Show that the following series of function defines a continuous differentiable function function in $\mathbb R$. $$\sum_{n=1}^{\infty}\frac{\sin (nx^2)}{1+n^3}.$$
We have , $|f_n(x)|=\left|\frac{\sin (nx^2)}{1+n^3}\right|\le \frac{1}{1+n^3}\le \frac{1}{n^3}=M_n \text{ (say) }$
As, $\sum M_n$ is convergent so, the given series is uniformly convergent.
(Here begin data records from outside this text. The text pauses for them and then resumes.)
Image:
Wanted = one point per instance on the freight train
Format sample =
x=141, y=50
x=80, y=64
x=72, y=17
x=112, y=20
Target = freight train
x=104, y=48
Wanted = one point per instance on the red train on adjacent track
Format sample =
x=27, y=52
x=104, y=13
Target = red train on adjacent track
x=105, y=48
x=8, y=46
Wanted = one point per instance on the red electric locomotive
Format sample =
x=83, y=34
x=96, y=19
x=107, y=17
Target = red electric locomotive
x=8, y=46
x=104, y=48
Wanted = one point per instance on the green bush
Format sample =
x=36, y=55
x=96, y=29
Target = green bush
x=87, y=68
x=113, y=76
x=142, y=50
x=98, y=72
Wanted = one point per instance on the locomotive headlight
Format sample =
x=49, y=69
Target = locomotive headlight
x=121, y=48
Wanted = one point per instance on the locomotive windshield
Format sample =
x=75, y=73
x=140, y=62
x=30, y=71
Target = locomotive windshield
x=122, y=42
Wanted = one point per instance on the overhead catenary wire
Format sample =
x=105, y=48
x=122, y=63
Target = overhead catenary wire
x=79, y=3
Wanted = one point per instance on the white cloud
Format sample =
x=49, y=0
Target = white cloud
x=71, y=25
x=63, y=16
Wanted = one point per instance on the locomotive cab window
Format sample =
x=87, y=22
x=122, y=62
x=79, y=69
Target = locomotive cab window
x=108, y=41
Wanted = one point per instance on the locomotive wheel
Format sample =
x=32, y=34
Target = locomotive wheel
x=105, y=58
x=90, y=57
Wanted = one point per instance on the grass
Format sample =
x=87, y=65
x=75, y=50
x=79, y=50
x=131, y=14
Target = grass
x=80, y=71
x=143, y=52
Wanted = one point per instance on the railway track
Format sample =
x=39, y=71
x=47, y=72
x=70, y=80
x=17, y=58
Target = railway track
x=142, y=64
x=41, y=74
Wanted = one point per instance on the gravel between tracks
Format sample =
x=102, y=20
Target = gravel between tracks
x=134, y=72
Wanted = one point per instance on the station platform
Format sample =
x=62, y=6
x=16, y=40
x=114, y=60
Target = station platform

Also , each $f_n(x)$ is a continuous function in $\mathbb R$. So, the given series converges to a continuous function , say $f(x)$.
But how we can show that $f(x)$ is differentiable function ?
Please help...
Thew derivative of $f_n$ is continuous and is given by $$ f'_n(x)=\frac{2\,n\,x\sin (n\,x^2)}{1+n^3}. $$ If $|x|\le R$, then $$ |f'_n(x)|\le\frac{2\,n\,R}{1+n^3}\le\frac{2\,R}{n^2}. $$ Since $\sum1/n^2<\infty$, The series $\sum f'_n$ is uniformly convergent on $[-R,R]$. This, together with the convergence of $\sum f_n$, proves that $f$ is differentiable and $$ f'(x)=\sum_{n=1}^\infty f'_n(x),\quad x\in\mathbb{R}. $$